Recently I wrote a review of an audiobook on the Donner Party. I grew up in Waterbury Ct. Later, I moved to South Carolina. Hence, when I started trucking 23 years ago, I had no concept of what the mountain west was like. However, my first trucking job was with a company out of Salt Lake City Utah. Thereby I got a quick indoctrination into the subject.
Running coast to coast for the better part of my career, I never cease to think of the Donners and Reeds when I’m traveling to California on I80. One who has never traveled this route can’t really magine the hardships these emigrants endured. Moreover, one who has traveled it can only begin to imagine.
I won’t get into the details of the journey here. Furthermore, I won’t address the difficulties presented in crossing the Rockies and western Wyoming. My focus here will be on two specific challenges that seem to me to be almost insurmountable for a wagon train.
The Donner Party had to cross the Bonneville Salt Flats.

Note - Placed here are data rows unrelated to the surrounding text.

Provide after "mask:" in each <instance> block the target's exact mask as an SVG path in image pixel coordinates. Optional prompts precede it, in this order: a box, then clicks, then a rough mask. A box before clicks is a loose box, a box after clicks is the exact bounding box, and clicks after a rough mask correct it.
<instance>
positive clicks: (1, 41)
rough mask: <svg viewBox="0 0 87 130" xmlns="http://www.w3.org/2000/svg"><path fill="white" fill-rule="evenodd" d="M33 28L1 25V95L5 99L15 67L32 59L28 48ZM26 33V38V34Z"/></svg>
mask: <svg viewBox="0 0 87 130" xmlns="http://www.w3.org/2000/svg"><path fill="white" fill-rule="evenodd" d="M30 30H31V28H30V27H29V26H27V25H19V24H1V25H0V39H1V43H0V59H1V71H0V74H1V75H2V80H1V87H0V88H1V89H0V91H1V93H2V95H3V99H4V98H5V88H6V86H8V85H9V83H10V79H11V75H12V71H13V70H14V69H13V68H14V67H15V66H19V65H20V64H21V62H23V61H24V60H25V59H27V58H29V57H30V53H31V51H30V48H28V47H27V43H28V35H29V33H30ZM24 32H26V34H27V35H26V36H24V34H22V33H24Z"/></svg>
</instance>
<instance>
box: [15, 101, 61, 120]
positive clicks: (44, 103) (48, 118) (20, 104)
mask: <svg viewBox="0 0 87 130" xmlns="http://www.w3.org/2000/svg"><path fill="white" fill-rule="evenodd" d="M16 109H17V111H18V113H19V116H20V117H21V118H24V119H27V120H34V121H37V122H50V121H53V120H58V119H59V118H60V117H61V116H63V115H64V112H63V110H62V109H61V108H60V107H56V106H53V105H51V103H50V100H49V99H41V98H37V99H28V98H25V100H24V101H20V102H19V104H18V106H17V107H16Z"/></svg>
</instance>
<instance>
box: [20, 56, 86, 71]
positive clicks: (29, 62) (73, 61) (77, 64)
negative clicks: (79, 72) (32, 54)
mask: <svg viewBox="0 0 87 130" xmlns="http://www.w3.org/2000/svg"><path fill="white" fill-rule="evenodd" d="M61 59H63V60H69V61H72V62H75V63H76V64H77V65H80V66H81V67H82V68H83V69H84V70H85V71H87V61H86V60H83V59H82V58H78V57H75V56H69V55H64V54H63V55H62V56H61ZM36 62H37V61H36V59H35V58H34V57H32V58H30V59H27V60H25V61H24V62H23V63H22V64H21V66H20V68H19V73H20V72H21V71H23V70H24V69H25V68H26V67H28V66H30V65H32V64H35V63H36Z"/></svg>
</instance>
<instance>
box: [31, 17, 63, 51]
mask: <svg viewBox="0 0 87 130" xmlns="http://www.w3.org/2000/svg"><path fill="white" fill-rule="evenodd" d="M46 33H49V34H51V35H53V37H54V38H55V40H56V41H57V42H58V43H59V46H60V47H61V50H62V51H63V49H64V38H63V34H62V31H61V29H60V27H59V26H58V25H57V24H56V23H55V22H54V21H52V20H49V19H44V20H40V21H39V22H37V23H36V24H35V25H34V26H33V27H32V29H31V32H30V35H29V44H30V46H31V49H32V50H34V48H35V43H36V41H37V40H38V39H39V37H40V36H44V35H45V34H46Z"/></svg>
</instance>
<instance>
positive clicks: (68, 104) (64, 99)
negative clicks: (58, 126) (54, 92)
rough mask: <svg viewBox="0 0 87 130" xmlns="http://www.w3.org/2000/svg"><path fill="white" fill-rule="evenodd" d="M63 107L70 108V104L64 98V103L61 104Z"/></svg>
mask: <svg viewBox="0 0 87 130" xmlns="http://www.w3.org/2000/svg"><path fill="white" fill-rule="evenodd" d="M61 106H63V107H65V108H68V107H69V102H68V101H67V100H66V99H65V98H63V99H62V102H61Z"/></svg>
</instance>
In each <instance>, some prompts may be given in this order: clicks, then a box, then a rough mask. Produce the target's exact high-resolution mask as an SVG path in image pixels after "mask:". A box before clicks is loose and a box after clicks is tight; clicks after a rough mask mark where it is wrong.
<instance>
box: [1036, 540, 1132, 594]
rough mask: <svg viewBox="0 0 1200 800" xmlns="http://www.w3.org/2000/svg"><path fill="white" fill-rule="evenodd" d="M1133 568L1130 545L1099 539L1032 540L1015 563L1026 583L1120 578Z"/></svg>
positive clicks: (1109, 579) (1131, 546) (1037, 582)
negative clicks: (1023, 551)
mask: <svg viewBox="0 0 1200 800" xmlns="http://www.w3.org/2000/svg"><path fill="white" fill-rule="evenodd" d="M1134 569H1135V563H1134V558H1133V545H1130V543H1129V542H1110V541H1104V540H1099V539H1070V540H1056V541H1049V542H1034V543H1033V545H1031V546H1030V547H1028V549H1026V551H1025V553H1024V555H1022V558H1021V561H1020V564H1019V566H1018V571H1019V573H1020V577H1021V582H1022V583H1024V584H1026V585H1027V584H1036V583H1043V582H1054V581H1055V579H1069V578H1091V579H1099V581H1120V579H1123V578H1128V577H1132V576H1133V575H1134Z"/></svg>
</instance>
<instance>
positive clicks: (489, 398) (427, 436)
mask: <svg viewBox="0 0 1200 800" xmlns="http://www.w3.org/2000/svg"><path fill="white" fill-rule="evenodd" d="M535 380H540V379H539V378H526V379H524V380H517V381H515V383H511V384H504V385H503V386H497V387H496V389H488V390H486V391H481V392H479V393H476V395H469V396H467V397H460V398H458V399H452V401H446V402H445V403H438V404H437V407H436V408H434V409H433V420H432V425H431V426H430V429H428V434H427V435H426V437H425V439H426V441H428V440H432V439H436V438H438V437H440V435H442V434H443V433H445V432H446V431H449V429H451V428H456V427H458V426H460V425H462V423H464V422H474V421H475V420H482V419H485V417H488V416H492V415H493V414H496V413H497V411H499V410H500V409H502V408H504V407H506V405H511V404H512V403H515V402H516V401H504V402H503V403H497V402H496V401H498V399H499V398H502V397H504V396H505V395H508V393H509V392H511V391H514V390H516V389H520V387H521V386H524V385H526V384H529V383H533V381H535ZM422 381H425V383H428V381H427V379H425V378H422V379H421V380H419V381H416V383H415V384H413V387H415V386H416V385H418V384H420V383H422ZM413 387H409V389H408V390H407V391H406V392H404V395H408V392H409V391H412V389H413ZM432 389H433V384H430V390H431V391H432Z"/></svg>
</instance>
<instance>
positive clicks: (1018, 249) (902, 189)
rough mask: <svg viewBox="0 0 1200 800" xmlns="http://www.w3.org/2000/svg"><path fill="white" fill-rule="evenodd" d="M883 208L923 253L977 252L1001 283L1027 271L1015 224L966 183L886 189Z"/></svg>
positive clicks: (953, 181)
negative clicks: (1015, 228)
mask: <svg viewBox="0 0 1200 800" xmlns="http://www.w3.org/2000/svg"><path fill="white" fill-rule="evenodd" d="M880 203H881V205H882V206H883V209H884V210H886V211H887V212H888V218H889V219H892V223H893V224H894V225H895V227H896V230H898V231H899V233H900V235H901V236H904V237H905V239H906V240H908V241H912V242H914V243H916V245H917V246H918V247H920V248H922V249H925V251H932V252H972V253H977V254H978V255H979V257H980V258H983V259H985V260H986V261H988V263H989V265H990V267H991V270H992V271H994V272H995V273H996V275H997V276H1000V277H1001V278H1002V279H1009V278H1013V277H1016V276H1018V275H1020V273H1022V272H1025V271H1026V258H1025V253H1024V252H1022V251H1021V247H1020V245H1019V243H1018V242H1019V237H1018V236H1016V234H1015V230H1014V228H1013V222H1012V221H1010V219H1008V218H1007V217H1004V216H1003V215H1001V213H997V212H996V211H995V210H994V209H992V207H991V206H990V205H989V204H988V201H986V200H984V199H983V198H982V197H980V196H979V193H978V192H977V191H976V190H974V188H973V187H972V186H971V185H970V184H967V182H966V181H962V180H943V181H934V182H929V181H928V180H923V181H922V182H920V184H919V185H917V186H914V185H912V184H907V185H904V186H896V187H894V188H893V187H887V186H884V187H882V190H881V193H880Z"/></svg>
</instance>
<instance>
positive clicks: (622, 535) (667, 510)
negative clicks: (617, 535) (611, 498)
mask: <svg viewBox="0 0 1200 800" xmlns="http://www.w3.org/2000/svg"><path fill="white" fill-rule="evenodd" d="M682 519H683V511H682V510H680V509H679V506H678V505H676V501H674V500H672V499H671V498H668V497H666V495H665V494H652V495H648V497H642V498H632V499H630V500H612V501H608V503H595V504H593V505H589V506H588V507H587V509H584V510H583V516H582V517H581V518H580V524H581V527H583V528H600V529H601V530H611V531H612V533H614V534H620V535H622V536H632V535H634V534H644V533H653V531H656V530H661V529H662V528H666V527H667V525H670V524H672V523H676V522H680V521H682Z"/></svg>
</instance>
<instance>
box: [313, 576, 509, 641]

This track across the salt desert took the parry 6 days. There is no portable water along the way. Hence, they nearly died of dehydration. Furthermore, their cattle nearly perished. Near the end of this stretch, they had to loose the oxen from the wagons and lead them to water. However, the cattle caught smell of water and stampeded. Many were lost. Thus, wagons had to be abandoned. The remains of those wagons are pictured here.
Crossing the Sierra Nevadas.
The above picture was taken yesterday at Donner Summit. Roughly six miles east of this rest area is where the party had made camp after getting caught in an early snow. This picture is intimidating enough. However, at their camp there was 21 feet of snow. Pulling out of this rest area, there is a sign warning truckers of the 40 mile downgrade ahead. You read that right. 40 miles west through the mountains to safety.
Furthermore, we must remember that California was then a part of Mexico. Moreover, this land was on the established California trail. Further still, the mountains weren’t the only issue. Maneuvering this trail required over a dozen crossings of the Truckee River.
There is a statue honoring the survivors of the party briefly visible through the trees alongside Interstate 80 in California. It sits atop a 21 foot high base to mark the snow level that year. It stands in honor of the brave Americans who tempted fate to move westward on the California Trail. Let’s not forget these brave Americans who expanded our horizons and helped to make our country what it is today.